GOI Revises 2006 Budget Assumptions
-----------------------------------
4. On June 22, Parliament's Special Budget Committee and
Minister of Finance Sri Mulyani Indrawati agreed on a
revised set of macroeconomic budget assumptions for 2006.
The budget assumptions influence the projected levels of
various revenue and expenditure items in the budget.
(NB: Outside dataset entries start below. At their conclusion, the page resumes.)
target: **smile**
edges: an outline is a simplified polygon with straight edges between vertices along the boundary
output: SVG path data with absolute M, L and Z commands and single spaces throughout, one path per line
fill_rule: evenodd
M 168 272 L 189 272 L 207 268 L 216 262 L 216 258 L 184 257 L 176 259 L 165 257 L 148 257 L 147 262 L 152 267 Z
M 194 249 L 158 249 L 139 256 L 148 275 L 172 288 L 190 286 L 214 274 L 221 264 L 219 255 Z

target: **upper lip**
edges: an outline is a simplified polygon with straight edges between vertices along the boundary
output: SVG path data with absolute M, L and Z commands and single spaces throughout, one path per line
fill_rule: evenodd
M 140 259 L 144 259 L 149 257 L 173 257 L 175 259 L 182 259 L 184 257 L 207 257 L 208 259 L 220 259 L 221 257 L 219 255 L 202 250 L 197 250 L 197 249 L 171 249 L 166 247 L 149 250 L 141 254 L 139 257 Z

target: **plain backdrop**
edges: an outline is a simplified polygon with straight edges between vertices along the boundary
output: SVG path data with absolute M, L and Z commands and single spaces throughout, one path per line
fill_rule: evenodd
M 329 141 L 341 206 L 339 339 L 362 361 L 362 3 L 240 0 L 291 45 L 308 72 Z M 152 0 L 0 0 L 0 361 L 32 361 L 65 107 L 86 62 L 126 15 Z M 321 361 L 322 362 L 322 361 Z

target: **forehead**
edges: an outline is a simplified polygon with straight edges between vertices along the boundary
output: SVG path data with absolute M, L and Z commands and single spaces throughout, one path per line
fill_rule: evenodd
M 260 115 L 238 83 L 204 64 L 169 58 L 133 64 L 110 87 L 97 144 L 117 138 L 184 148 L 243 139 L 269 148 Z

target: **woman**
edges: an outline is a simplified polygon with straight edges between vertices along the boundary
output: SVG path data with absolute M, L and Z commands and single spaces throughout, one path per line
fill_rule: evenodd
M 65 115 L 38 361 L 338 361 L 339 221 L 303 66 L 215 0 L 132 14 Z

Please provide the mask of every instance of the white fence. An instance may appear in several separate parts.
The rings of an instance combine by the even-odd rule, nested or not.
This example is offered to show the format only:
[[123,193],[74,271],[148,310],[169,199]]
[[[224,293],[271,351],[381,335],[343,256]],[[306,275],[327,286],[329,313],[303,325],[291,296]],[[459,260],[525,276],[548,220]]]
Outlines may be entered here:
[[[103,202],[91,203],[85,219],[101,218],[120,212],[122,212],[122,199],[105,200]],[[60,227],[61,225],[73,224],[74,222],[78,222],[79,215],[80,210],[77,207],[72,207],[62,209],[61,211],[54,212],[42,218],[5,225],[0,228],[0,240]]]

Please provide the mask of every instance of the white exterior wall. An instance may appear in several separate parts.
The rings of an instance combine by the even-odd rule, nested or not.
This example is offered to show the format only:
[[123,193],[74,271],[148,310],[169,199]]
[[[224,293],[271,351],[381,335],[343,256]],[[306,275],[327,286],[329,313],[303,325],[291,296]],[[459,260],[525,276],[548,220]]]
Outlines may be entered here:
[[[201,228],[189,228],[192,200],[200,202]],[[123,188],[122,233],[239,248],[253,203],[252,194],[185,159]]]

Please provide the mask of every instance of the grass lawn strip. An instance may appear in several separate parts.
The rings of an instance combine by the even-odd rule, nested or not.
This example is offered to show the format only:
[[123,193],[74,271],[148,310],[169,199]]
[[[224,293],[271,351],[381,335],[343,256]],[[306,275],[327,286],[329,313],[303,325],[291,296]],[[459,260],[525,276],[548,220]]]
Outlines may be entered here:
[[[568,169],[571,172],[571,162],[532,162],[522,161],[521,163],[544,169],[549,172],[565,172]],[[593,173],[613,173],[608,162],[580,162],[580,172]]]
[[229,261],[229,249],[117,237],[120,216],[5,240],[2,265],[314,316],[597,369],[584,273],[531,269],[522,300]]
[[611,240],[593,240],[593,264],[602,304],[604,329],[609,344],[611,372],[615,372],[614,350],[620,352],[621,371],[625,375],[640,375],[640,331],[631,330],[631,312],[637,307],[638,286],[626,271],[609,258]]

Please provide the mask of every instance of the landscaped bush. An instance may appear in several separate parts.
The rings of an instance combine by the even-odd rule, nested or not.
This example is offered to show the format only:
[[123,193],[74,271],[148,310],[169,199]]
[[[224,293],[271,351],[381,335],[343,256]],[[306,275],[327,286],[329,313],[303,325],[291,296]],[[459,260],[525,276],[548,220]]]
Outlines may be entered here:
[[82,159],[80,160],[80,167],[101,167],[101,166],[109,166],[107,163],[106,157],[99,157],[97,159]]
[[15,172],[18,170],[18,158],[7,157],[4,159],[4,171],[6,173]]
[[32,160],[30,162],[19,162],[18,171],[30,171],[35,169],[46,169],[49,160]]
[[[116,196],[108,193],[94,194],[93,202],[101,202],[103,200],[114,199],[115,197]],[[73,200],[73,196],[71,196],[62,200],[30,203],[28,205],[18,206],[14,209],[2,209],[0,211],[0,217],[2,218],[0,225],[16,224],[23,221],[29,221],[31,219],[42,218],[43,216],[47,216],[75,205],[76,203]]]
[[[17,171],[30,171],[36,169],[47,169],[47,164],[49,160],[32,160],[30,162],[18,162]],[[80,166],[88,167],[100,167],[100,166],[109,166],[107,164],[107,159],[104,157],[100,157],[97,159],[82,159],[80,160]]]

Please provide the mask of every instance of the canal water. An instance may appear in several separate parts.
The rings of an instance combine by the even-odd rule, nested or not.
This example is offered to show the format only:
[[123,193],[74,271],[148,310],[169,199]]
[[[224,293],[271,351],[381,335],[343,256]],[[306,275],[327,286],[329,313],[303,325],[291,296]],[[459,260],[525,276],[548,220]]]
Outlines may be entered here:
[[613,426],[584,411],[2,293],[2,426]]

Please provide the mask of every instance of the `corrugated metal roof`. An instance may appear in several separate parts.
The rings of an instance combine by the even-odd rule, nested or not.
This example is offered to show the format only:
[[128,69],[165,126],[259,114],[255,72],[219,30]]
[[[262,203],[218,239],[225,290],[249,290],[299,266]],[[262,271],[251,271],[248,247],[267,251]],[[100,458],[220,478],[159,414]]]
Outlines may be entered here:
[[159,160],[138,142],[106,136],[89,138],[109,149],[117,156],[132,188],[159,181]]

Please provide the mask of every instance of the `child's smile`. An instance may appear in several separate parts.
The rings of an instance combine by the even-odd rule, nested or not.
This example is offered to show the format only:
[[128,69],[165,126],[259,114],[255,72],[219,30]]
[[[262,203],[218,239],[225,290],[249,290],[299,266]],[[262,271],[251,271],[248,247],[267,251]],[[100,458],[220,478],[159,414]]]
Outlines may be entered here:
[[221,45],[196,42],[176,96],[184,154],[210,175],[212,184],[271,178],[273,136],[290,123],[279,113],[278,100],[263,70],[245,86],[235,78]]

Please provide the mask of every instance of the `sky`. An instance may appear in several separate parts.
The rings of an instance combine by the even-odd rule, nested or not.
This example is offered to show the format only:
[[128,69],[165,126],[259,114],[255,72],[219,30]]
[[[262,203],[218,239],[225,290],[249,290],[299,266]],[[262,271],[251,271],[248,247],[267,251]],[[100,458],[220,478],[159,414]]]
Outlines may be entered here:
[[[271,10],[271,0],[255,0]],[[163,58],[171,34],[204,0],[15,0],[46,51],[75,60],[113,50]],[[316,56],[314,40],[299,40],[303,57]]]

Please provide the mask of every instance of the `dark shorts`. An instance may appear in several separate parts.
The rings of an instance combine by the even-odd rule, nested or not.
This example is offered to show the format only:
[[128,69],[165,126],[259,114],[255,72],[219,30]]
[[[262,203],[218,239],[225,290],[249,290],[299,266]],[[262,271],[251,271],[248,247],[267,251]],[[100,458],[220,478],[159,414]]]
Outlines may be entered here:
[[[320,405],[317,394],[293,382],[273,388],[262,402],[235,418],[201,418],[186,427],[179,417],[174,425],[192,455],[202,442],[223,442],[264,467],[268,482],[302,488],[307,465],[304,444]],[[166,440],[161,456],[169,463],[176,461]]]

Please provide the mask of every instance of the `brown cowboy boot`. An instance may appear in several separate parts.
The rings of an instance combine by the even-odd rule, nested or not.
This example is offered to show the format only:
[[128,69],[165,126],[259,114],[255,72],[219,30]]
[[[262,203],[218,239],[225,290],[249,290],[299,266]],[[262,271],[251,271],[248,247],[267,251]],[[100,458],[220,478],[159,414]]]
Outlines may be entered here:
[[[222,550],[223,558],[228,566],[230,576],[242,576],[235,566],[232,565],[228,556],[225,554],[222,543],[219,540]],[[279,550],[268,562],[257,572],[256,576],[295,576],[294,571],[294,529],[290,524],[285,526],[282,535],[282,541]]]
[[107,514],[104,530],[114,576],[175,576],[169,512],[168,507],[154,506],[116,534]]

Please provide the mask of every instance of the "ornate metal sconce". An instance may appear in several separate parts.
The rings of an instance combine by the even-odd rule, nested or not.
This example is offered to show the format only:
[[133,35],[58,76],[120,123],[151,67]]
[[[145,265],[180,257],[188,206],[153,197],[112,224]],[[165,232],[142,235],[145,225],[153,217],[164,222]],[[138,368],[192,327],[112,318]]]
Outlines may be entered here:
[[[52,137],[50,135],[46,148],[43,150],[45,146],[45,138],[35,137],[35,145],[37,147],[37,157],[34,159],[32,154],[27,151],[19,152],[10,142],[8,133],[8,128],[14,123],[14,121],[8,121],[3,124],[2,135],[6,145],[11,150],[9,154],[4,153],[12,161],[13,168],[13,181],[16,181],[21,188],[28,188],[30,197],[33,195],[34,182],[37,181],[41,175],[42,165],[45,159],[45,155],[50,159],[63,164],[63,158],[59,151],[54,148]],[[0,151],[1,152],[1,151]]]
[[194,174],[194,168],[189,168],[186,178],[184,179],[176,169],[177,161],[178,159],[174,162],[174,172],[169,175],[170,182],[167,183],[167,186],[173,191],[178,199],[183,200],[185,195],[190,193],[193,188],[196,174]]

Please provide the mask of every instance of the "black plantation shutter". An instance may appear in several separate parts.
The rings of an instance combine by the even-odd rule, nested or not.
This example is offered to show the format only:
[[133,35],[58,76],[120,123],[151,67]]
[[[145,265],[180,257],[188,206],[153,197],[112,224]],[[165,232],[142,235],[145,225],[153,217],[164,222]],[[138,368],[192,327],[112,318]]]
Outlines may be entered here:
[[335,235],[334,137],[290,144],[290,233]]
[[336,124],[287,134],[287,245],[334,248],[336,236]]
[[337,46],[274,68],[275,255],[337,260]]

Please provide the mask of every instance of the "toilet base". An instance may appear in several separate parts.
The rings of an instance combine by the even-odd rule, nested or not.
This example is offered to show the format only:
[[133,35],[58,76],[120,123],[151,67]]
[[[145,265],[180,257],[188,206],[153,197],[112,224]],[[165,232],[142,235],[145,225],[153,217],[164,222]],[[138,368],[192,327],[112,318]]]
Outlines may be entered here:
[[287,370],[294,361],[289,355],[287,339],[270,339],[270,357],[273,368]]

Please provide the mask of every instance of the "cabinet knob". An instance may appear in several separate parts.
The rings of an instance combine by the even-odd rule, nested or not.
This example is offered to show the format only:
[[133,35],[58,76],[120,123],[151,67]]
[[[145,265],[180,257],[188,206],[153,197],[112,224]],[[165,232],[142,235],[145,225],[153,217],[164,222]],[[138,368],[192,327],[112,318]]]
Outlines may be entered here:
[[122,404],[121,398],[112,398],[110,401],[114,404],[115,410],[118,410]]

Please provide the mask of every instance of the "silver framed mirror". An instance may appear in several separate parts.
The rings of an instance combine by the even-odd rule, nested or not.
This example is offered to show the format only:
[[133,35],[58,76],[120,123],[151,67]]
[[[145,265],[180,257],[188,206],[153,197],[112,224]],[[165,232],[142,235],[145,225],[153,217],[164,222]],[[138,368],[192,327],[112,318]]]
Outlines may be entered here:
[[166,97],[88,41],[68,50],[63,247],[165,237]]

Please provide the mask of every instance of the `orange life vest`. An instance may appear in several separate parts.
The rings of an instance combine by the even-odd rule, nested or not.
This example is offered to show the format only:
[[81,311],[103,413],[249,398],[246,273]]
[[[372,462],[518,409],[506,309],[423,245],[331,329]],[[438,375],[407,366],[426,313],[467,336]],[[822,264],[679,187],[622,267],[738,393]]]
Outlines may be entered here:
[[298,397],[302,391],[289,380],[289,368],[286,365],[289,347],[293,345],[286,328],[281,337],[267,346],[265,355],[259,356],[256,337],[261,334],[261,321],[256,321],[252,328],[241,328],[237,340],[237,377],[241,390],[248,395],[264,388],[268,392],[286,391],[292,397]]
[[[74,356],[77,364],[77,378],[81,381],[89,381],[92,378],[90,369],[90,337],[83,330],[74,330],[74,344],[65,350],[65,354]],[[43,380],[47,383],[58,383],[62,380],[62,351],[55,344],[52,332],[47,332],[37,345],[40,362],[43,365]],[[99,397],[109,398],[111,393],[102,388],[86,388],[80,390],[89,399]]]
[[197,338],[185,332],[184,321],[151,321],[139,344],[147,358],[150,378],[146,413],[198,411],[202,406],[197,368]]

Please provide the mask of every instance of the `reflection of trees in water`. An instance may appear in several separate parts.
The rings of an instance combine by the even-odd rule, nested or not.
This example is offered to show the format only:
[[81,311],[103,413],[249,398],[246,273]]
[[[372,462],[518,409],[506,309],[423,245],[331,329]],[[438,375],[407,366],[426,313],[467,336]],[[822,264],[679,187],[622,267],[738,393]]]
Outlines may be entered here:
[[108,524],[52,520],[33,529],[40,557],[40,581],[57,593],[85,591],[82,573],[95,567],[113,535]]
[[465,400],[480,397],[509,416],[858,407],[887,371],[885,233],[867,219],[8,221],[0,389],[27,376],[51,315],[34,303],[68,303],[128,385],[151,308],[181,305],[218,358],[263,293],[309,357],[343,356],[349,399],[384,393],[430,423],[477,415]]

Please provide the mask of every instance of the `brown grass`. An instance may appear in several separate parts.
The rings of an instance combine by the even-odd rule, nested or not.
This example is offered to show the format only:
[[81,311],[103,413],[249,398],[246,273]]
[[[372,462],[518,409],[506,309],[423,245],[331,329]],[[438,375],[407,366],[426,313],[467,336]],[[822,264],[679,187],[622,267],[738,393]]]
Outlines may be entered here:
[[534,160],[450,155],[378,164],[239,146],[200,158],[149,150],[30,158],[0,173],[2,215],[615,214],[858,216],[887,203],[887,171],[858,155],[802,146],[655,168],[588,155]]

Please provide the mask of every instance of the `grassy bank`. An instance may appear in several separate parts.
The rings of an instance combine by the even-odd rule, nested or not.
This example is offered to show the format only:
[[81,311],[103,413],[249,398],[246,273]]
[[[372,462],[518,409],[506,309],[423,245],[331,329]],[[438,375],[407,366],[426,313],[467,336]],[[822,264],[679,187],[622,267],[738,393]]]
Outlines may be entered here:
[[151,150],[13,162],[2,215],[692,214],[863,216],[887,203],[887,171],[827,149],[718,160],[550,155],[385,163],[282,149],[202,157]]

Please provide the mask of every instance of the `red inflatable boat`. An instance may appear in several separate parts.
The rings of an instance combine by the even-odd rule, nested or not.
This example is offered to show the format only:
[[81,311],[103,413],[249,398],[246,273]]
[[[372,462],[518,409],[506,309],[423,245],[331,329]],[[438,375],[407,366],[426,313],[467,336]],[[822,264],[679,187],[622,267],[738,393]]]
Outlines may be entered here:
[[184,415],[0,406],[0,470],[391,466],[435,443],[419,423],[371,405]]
Parliament and the GOI have also agreed on a set of budget
assumptions for the draft 2007 budget that President
Yudhoyono will present to Parliament in August 2006. Table
2 outlines revised FY 2006 and preliminary FY 2007 budget
assumptions.
--------------------------------------------- ------
Table 2: 2006 Revised and 2007 Preliminary
Budget Assumptions
--------------------------------------------- ------
2006 2006 2007
Original Revised Preliminary
--------------------------------------------- ------
Budget deficit (1) 0.7 1.3-1.5 0.7-0.9
Oil Price (USD/Barrel) 57 62 57-65
BI Interest Rate (pct) 9.5 12 8.5-9.5
Exchange Rate (Rp/USD) 9,900 9,300 9,000-9,500
Inflation (pct) 8.0 8.0 6.0-8.0
GDP Growth (pct) 6.2 5.9 6.0-6.5
(1) Percent of GDP.
Source: Ministry of Finance
GOI Repays Half of IMF Standby Reserves Loan
--------------------------------------------
5. On June 22, the GOI informed the International Monetary
Fund (IMF) of its decision to advance repayment of
approximately half of its standby reserves loan under
Indonesia's Extended Fund Facility, or USD 3.7 billion. BI
made the USD 3.7 billion transfer to the IMF the following
week, accounting for most of the USD 4.6 billion decline in
Indonesia's gross FX reserves in June. At the end of the
month, reserves stood at USD 40.1 billion, down from USD
44.7 billion at the end of May. On June 15, Japan Bank for
International Cooperation (JBIC) agreed to waive its
condition that a USD 78 million loan from JBIC, due in 2010,
be linked to simultaneous repayment of the IMF.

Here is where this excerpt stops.